FOGLIO LAPIS - DICEMBRE - 2011

 
 

L'uso degli stupefacenti ricavati dalla canapa indiana è da sempre oggetto di un dibattito fra oscilla fra liberalizzazione e proibizionismo, a volte con significativi ripensamenti – Il caso del quotidiano britannico Independent, che dopo avere appoggiato nel 1997 le campagne per la depenalizzazione, dieci anni dopo pubblicò una clamorosa autocritica – Nel frattempo il contenuto nella cannabis del principio psicoattivo THC era cresciuto di ben venticinque volte

 

La cannabis indica o canapa indiana è una pianta che fa molto parlare di sé. Dalle sue infiorescenze essiccate e conciate si ricava una sostanza chiamata in Messico marijuana, mentre dagli stessi fiori si può ricavare con un procedimento più sofisticato una resina più o meno densa che porta il nome di hashish. Secondo una catalogazione approssimativa, e scientificamente inappropriata, appartengono alle cosiddette droghe leggere. Quelle per le quali forti correnti d'opinione suggeriscono il libero uso, dunque la depenalizzazione. In realtà non esistono droghe leggere: anche la cannabis dà dipendenza e produce all'organismo di chi ne fa uso danni irreversibili. Inoltre la concentrazione, nei prodotti avviati al mercato, del più deleterio fra i principi psicoattivi, che i chimici chiamano tetraidrocannabinolo o THC, è da un anno all'altro sempre più alta. Le potenti organizzazioni criminali che hanno in mano questo mercato puntano cinicamente su una dipendenza sempre più difficile da superare, e dunque non esitano a moltiplicare il danno per la loro “clientela”. Questo fenomeno ha almeno il pregio di provocare salutari ripensamenti.

Un caso esemplare è quello del quotidiano britannico The Independent, che il 18 marzo 2007 diede prova di notevole sensibilità civile e deontologica pubblicando una clamorosa autocritica e chiedendo scusa ai lettori per l'errore commesso dieci anni prima: “Nel 1997 questo giornale lanciò una campagna per depenalizzare la droga. Se soltanto avessimo saputo allora quello che oggi possiamo rivelare...”. Ciò che l'Independent poteva rivelare nel 2007 era che nel Regno Unito decine di migliaia di giovani, per quasi la metà al di sotto dei diciott'anni, erano in cura per psicosi e altri problemi di salute mentale a causa dell'uso di droga, e che da anni questo numero era in costante, allarmante aumento.

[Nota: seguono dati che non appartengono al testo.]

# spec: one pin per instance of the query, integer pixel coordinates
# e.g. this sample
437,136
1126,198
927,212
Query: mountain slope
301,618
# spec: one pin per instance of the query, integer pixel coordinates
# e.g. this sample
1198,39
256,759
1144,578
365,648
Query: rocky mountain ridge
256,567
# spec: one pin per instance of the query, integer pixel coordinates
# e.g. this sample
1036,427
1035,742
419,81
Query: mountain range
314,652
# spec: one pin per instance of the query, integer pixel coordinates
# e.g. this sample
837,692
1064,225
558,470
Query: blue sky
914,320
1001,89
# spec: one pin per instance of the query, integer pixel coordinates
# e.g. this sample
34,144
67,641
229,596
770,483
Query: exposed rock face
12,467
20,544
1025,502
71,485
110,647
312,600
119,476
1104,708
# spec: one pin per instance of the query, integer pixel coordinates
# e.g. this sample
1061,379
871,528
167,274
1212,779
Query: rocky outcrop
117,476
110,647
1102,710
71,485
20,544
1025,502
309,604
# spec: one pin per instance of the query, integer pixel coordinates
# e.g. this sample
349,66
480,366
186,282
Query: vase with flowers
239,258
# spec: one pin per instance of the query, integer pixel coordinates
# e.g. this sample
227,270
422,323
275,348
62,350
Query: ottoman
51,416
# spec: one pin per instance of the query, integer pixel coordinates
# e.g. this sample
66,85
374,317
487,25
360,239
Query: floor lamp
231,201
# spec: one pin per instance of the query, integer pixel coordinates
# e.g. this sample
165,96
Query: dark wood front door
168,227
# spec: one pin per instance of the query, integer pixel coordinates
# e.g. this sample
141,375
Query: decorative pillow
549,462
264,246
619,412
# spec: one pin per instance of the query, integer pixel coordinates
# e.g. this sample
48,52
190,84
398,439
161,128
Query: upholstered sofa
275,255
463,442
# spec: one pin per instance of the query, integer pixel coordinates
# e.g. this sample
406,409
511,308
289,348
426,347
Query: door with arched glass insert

Il giornale faceva particolare riferimento a una recente versione della cannabis immessa sul mercato, che in Inghilterra chiamano skunk: un termine assai significativo perché in inglese colloquiale significa più o meno farabutto, o mascalzone. Rispetto alla droga di dieci anni prima, per liberalizzare la quale sedicimila manifestanti, salutati fra l'altro anche dal plauso dell'Independent marciarono nell'Hyde Park di Londra, lo skunk rivelava all'analisi una concentrazione di THC venticinque volte più alta. E ciò rendeva questa droga altrettanto dannosa della cocaina e dell'eroina, più dannosa dell'LSD, il micidiale dietilamide dell'acido lisergico, e della cosiddetta ecstasy. Ovviamente questa realtà, e i rischi per la salute pubblica che essa comporta, sono tali da annullare un caratteristico argomento di chi difende la liberalizzazione: il fatto cioè che il proibizionismo produce il non trascurabile effetto secondario di favorire gli affari della criminalità organizzata. Si affrontino dunque le mafie del narcotraffico non portando alla luce del sole quel commercio clandestino, ma con strumenti di polizia coordinati a livello internazionale.

A supporto della sua nuova tesi, l'Independent citava altri ripensamenti illustri come quello di Colin Blakemore, capo del Consiglio britannico per la ricerca medica. “Il legame fra cannabis e psicosi”, diceva costui, “è oggi molto chiaro”. Il giornale riportava anche il parere di Robin Murray, docente all'Istituto londinese di psichiatria: “Ciò che i drogati prendono oggi è molto più potente che in passato... la conseguenza è che sempre più persone possono ammalarsi”. Secondo Neil McKeganey, del Centro di ricerche sull'abuso delle droghe dell'università di Glasgow, “la società ha pericolosamente sottovalutato quanto in realtà sia pericolosa la cannabis”.

Il quotidiano citava anche il futuro primo ministro David Cameron, all'epoca leader del partito conservatore, che dopo avere “fumato” da ragazzo ed essersi successivamente battuto per la liberalizzazione della cosiddetta droga leggera, aveva poi cambiato opinione di fronte all'evidenza delle risultanze sanitarie.

 
 
                                                        f. s.